The Nutrition Source
Guacamole
Recipe courtesy of The Culinary Institute of America
Makes 3 cups
2 medium avocados
1½ tablespoons freshly-squeezed lime juice
1 garlic clove, minced
2 tablespoon white onion, finely chopped and rinsed
1 to 2 serrano chiles, finely chopped
1 small tomato, cut into a ¼-inch dice
Salt to taste
Cut the avocado in half lengthwise all the way to the pit and then twist the two halves apart.

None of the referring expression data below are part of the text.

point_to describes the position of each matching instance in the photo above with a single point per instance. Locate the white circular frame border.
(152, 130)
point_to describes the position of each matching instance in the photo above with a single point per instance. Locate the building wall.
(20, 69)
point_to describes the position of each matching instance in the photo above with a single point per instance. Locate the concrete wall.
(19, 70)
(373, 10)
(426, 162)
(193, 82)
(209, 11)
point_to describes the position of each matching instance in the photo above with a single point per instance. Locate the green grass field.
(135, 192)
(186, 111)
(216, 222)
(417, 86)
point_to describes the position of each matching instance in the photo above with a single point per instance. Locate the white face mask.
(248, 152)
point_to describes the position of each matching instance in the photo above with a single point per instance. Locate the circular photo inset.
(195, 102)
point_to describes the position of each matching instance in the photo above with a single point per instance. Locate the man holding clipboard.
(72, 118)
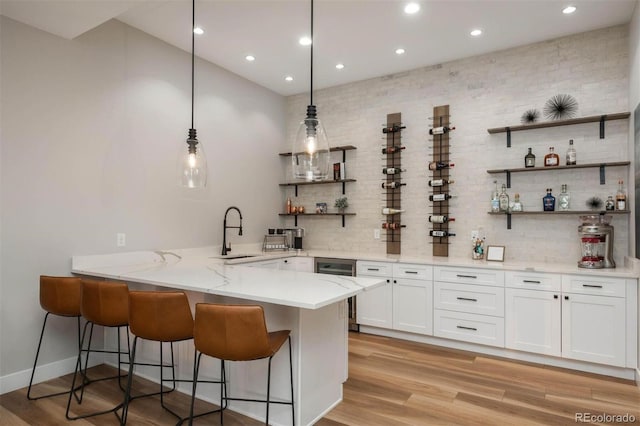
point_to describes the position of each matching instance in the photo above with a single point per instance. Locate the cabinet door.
(412, 305)
(532, 321)
(374, 306)
(593, 328)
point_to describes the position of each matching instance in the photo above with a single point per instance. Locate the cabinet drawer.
(469, 298)
(533, 280)
(600, 286)
(469, 276)
(374, 269)
(483, 329)
(413, 271)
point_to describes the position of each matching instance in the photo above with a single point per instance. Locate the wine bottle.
(439, 165)
(393, 129)
(436, 233)
(392, 149)
(392, 225)
(440, 219)
(440, 197)
(392, 185)
(392, 170)
(440, 182)
(388, 210)
(440, 130)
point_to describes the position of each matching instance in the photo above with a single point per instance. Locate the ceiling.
(361, 34)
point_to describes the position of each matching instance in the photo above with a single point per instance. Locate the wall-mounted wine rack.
(440, 232)
(392, 154)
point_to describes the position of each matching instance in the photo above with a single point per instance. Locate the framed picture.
(495, 253)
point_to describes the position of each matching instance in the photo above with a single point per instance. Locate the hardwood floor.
(391, 382)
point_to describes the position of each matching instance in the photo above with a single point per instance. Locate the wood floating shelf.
(334, 149)
(601, 166)
(568, 122)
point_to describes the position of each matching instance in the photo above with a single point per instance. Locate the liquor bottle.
(440, 130)
(440, 197)
(530, 159)
(388, 210)
(436, 233)
(495, 199)
(517, 205)
(392, 149)
(440, 219)
(439, 165)
(564, 198)
(392, 185)
(503, 199)
(548, 201)
(551, 159)
(571, 154)
(392, 170)
(440, 182)
(392, 225)
(621, 197)
(393, 129)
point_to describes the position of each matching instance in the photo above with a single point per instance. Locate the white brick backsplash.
(486, 91)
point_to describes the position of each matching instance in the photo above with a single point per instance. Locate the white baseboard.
(20, 379)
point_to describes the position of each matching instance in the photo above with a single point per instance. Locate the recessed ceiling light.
(411, 8)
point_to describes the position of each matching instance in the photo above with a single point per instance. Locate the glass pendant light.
(310, 155)
(192, 164)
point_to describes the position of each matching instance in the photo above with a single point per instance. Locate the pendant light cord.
(312, 43)
(193, 55)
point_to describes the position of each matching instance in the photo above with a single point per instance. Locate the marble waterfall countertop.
(204, 270)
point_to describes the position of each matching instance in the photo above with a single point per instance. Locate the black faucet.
(225, 250)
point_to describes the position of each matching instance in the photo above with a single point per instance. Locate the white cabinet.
(374, 307)
(412, 298)
(594, 320)
(404, 303)
(469, 305)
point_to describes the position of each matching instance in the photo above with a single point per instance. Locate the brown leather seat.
(58, 296)
(238, 333)
(104, 303)
(160, 316)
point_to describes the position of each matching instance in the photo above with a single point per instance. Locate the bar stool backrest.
(60, 295)
(163, 316)
(105, 302)
(232, 332)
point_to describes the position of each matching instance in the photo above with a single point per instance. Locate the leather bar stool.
(238, 333)
(58, 296)
(164, 317)
(103, 303)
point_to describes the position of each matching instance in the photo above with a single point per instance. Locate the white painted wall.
(90, 134)
(486, 91)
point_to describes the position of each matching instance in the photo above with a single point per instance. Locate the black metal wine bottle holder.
(441, 154)
(392, 192)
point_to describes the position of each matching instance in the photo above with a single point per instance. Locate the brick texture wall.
(486, 91)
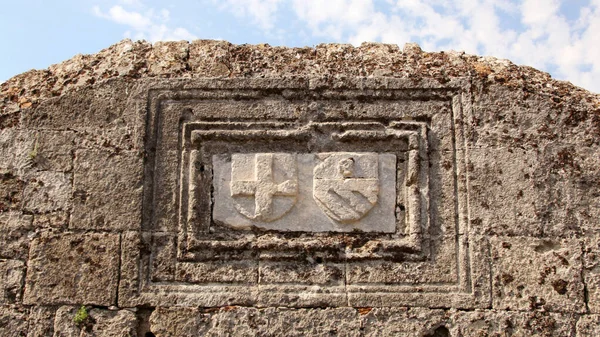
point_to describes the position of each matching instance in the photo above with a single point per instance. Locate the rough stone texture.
(588, 326)
(11, 279)
(41, 321)
(106, 195)
(14, 230)
(532, 274)
(245, 197)
(73, 268)
(99, 323)
(13, 321)
(99, 176)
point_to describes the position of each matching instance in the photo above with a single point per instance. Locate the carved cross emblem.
(264, 185)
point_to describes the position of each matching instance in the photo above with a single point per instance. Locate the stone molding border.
(443, 264)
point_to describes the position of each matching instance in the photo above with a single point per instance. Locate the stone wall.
(205, 188)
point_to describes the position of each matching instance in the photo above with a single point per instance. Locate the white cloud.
(531, 32)
(262, 12)
(541, 35)
(148, 24)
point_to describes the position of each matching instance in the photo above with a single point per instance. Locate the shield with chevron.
(346, 184)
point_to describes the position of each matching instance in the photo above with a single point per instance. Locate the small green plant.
(33, 152)
(81, 315)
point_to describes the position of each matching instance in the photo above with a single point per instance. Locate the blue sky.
(561, 37)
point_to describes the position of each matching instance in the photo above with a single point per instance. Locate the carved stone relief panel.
(294, 193)
(339, 192)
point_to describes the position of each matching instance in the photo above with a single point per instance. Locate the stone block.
(588, 325)
(306, 192)
(99, 323)
(13, 321)
(11, 191)
(107, 190)
(537, 274)
(47, 191)
(73, 268)
(591, 272)
(36, 150)
(503, 194)
(209, 58)
(41, 321)
(12, 273)
(14, 230)
(569, 179)
(510, 323)
(240, 321)
(402, 321)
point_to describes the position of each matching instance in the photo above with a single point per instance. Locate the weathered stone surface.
(504, 192)
(41, 321)
(47, 191)
(99, 323)
(240, 321)
(511, 323)
(73, 268)
(106, 190)
(12, 273)
(588, 325)
(43, 150)
(13, 321)
(591, 273)
(485, 224)
(301, 192)
(537, 274)
(14, 230)
(11, 191)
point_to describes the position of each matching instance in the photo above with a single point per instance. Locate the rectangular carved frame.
(434, 261)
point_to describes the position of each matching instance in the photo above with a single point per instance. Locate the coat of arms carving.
(346, 185)
(264, 186)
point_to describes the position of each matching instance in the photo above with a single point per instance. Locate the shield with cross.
(264, 186)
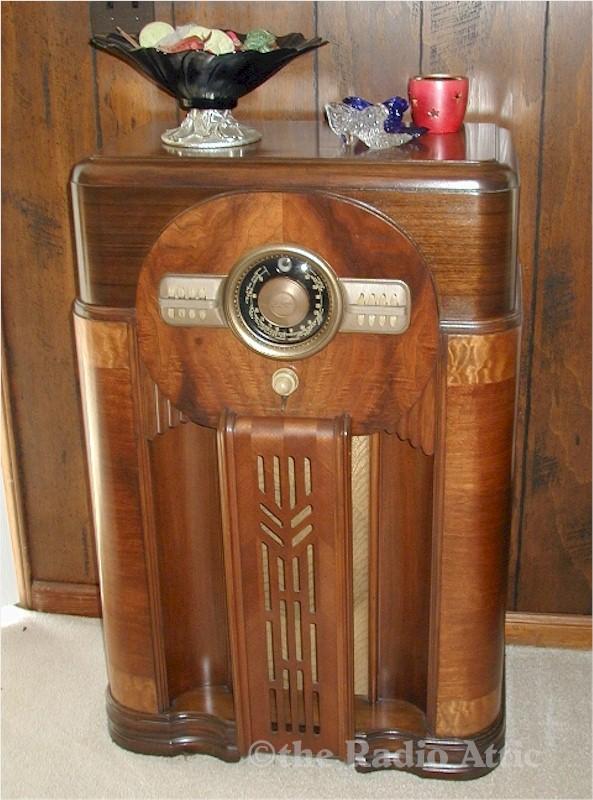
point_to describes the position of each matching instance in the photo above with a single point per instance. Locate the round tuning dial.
(283, 301)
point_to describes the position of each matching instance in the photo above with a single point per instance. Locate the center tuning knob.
(283, 301)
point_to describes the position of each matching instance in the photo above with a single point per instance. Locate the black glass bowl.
(205, 81)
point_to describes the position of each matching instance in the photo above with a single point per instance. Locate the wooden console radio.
(298, 369)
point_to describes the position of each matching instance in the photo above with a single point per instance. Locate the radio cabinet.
(298, 371)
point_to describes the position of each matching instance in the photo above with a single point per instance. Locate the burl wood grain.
(287, 527)
(472, 519)
(186, 500)
(401, 570)
(204, 370)
(118, 467)
(54, 87)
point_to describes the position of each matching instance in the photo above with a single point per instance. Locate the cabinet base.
(431, 757)
(180, 731)
(172, 732)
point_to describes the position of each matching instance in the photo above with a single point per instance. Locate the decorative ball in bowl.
(207, 71)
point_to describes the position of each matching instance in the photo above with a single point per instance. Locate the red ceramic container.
(438, 102)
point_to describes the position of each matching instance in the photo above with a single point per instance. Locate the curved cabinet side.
(120, 488)
(472, 525)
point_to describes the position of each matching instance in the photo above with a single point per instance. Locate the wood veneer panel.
(555, 554)
(291, 93)
(473, 485)
(403, 570)
(120, 484)
(500, 46)
(189, 535)
(374, 48)
(47, 125)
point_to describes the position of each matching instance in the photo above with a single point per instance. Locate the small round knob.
(285, 382)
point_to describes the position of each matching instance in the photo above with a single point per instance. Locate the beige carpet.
(55, 742)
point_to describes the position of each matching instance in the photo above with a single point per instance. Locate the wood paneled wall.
(530, 70)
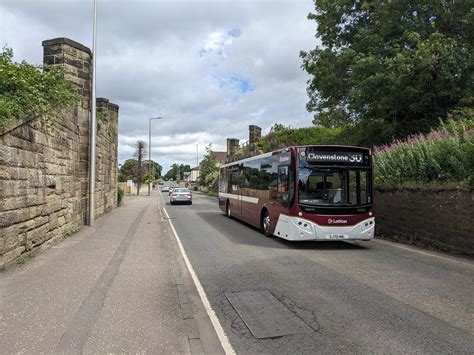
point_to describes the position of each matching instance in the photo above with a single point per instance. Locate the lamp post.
(149, 142)
(93, 125)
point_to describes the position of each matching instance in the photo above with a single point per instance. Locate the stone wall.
(44, 172)
(440, 220)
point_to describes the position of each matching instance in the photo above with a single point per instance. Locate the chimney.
(255, 133)
(232, 146)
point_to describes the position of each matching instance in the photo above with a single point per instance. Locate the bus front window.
(333, 187)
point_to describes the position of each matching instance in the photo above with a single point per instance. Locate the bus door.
(234, 189)
(282, 199)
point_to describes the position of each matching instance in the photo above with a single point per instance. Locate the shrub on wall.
(443, 156)
(120, 194)
(27, 91)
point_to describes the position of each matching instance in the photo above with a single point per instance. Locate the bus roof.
(289, 148)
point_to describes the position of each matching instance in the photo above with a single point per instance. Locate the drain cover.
(265, 316)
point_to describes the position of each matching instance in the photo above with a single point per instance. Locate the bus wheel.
(265, 224)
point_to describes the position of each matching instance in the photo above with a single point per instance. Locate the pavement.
(121, 286)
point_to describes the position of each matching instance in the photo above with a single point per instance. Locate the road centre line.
(421, 252)
(202, 294)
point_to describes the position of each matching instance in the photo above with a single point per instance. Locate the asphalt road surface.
(368, 297)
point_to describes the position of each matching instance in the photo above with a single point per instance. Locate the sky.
(210, 68)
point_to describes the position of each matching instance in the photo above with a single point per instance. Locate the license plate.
(337, 236)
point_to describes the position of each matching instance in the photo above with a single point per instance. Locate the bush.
(442, 156)
(120, 194)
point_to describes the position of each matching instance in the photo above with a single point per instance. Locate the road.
(368, 297)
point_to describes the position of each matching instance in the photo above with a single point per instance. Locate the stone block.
(37, 236)
(12, 255)
(10, 238)
(12, 203)
(7, 218)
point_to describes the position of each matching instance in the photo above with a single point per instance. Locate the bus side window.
(283, 185)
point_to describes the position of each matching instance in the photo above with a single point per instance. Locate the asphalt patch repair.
(265, 316)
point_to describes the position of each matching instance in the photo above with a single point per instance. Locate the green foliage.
(443, 156)
(26, 91)
(120, 194)
(128, 170)
(401, 65)
(209, 171)
(281, 136)
(156, 168)
(212, 180)
(148, 178)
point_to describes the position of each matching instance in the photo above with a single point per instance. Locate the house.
(195, 172)
(221, 157)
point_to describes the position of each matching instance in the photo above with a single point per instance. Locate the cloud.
(210, 68)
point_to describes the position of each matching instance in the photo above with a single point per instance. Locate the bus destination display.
(336, 157)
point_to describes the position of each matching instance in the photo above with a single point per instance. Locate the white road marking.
(210, 312)
(421, 252)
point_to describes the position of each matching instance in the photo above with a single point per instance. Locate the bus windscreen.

Remove the pit by scooping it out with a spoon and then, with the same spoon, scoop the flesh into a small mixing bowl.
Mash the avocado with a fork to a coarse puree, and then add the lime juice and garlic.
Stir in the onion, tomato, and chili. Taste and season with salt.
If not serving immediately press a piece of plastic wrap directly onto the surface of the guacamole to prevent browning and refrigerate, preferably not more than a few hours.
Calories: 60 ⁄ Protein: 1 g ⁄ Carbohydrate: 5 g ⁄ Fiber: 3 g ⁄ Sodium: 15 mg
Saturated fat: 1 g ⁄ Polyunsaturated fat: 3 g ⁄ Monounsaturated fat: 1 g
Trans fat: 0 g ⁄ Cholesterol: 0 mg
Adapted from Mexican Everyday, by Rick and Deann Bayless (W.W. Norton, 2005). Reproduced from the April 2007 Healthy Kitchens, Healthy Lives conference, The Culinary Institute of America.